I've always harbored the fantasy of working as a private detective. I love the idea of interviewing people and fitting the pieces of a psychological puzzle together. Conducting radio interviews was my favorite task as curator for the Jack Straw Writers Program. Jack Straw invites one curator to lead a team of a dozen writers for a year. Writers learn how to give readings, create community, and at the end of the year celebrate with an anthology and a reading series around the city. Jack Straw applications are being accepted now!
So when the Seattle Review of Books asked me to write an article about the controversial requirements of the Washington Book Awards (authors born in the state are eligible even if they no longer live in the state.
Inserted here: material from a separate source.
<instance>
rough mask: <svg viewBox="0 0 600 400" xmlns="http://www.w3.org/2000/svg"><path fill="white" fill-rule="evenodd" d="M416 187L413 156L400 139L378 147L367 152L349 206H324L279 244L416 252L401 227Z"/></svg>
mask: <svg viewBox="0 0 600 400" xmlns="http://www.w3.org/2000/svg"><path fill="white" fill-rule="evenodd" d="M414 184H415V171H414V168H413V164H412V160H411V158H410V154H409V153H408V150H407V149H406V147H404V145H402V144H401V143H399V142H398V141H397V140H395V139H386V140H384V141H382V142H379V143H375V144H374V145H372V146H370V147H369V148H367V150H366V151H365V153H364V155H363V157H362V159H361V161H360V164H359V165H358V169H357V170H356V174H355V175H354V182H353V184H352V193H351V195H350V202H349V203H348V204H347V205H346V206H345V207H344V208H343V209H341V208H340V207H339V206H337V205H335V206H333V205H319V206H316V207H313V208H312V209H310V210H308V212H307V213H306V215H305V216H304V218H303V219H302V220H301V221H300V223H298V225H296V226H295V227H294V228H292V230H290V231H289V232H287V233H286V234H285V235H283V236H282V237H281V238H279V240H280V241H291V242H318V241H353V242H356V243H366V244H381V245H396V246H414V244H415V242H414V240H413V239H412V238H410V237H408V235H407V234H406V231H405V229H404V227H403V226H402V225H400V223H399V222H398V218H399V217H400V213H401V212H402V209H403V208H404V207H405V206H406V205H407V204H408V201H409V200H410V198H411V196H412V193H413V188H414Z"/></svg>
Authors who live in the state must have lived here for three years.) This year, three of the five poets nominated live out of state and have for several years --- if not since birth.
I loved writing this piece but what I learned in the process is that journalism (unless its interviewing poets on their work) is not for me. While I received an enormous amount of support and thanks from many people who had felt hurt and helpless in the light of this year's announcement of nominees (no winner announced until October 8th) I also received some pointed backlash. Who knew people in the literary community could be so mean?
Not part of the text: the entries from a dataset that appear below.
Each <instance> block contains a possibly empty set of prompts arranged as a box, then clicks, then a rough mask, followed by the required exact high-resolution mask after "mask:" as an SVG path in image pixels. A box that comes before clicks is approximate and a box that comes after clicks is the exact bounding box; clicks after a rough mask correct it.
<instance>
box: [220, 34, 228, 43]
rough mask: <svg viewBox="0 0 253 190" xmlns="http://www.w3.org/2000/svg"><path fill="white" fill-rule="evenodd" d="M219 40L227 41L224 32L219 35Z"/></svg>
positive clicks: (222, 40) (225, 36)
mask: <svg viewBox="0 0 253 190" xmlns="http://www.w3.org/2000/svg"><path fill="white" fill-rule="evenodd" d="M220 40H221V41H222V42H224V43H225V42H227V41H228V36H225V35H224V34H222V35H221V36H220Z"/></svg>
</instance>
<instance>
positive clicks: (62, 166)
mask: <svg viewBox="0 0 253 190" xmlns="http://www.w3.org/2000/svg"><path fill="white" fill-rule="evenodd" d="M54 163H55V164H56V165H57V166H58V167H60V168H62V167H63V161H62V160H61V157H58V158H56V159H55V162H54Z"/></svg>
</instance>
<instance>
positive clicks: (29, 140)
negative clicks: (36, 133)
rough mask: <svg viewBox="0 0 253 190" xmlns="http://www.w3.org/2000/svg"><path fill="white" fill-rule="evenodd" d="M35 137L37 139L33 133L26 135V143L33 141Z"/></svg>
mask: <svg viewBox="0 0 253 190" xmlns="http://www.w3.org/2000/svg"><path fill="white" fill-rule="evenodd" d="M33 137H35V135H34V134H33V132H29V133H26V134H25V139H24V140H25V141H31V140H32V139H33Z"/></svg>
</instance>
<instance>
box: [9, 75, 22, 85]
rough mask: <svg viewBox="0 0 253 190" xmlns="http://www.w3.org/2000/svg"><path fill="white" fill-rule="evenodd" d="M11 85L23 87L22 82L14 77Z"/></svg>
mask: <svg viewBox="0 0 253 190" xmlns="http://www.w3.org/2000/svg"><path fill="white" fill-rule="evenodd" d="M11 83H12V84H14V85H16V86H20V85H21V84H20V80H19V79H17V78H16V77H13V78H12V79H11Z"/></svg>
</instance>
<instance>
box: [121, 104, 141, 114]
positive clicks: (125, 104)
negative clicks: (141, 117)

The Seattle Review of Books asked me to write about this birth right rule and my hope is that by pointing out the injustice implicit in how we choose nominees, there might be a reexamining of such requirements in the future. Since the Washington Book Awards began nearly 50 years ago as the Governor's Awards, I suspect there was a clear bias towards Washington natives, a subtle (or not so subtle) way to keep newcomers at a disadvantage.
We aren't wearing the same fashions as 50 years ago nor do we live in the same way (think no home computers, no cell phones, no same sex marriage, no American Disabilities Act) so why not review the rules surrounding eligibility for this important prize?
If you care about this issue please consider writing a brief email to the Seattle Library Foundation.
Emails can be found at the end of the page.
Here is the opening to my article:
Why does Carl Phillips need the Washington State Book Award?
The truth is, he doesn’t. In fact, Carl Phillips is confused about the controversy his nomination is causing among Washington state poets. When I spoke with Phillips this morning he mentioned his total surprise and delight when informed by his publisher that his book Renaissance was nominated for this year’s Washington State Book Award. He went on to say that the book was submitted by his publisher, Farrar, Strauss & Giroux. “It wouldn’t have occurred to me,” to send the book, he said, and followed up with how honored he felt. And why would Carl Phillips believe he was eligible? Phillips left the state a little less than a year after his birth and has returned exactly twice – once for the recent AWP in Seattle and once to board a cruise ship. He doesn’t think he will be able to attend the October 8th award ceremonies.
The real problem is not his nomination — Phillips is a lovely man and an extraordinarily gifted lyric poet, he deserves many awards. But for this year’s Washington State Book Award in Poetry, three out of the five finalists do not live in Washington State. They are residents of Missouri, Tennessee, and Utah.